Rudolf Steiner enfatizó que «toda la escolástica es una lucha humana por claridad acerca de la inteligencia que fluía… la inteligencia luminosa, espiritual» (GA 237: Conferencia del 28 de julio de 1924). También indicó que era tarea de los dominicos desarrollar aún más la inteligencia para que, durante el tiempo de la renovada actividad terrenal de Micael en el futuro —la próxima época de Micael [1879]— él pudiera reunirse nuevamente con ella. Y esto ocurriría en y por medio del ser humano.

[«Micael busca una nueva metamorfosis de su tarea cósmica. Antes permitía que los pensamientos fluyeran a las almas humanas desde el mundo espiritual exterior: desde el último tercio del siglo XIX ha querido vivir en las almas humanas donde se forman los pensamientos… Ahora, en la era de Micael, esta espiritualidad humana ya no debe experimentarse inconscientemente. Debe experimentarse conscientemente en su singularidad. Eso significa la entrada del ser de Micael en el alma humana» (GA 26).
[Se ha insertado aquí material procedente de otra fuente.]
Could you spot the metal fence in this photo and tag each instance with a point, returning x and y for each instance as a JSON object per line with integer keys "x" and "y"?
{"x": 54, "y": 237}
En otra parte, Rudolf Steiner ha dicho «que en el futuro la intelectualidad fluirá a través de los corazones humanos, pero como la misma potencia que era al principio cuando fluía desde los poderes divino-espirituales» (ibid)].

Los platónicos de la escuela de Chartres y los dominicos alrededor de Alberto Magno y Tomás de Aquino que les siguieron y se inspiraron en ellos trabajaron para asegurar que no se perdiera la conciencia de los Misterios de la inteligencia humana y su origen cósmico —y para que un concepto del «Yo» pudiera desarrollarse gradualmente. Sería un concepto que uniría la actividad y autonomía del espíritu humano pensante con la participación en una legalidad superior —es decir, un concepto del «Yo» con orientación cósmica. Las almas platónicas y aristotélicas prepararon así el camino para Micael. Ellas sabían de su futura involucración con la Tierra y trabajaron juntas para ese futuro, aunque cada una tenía su propio énfasis.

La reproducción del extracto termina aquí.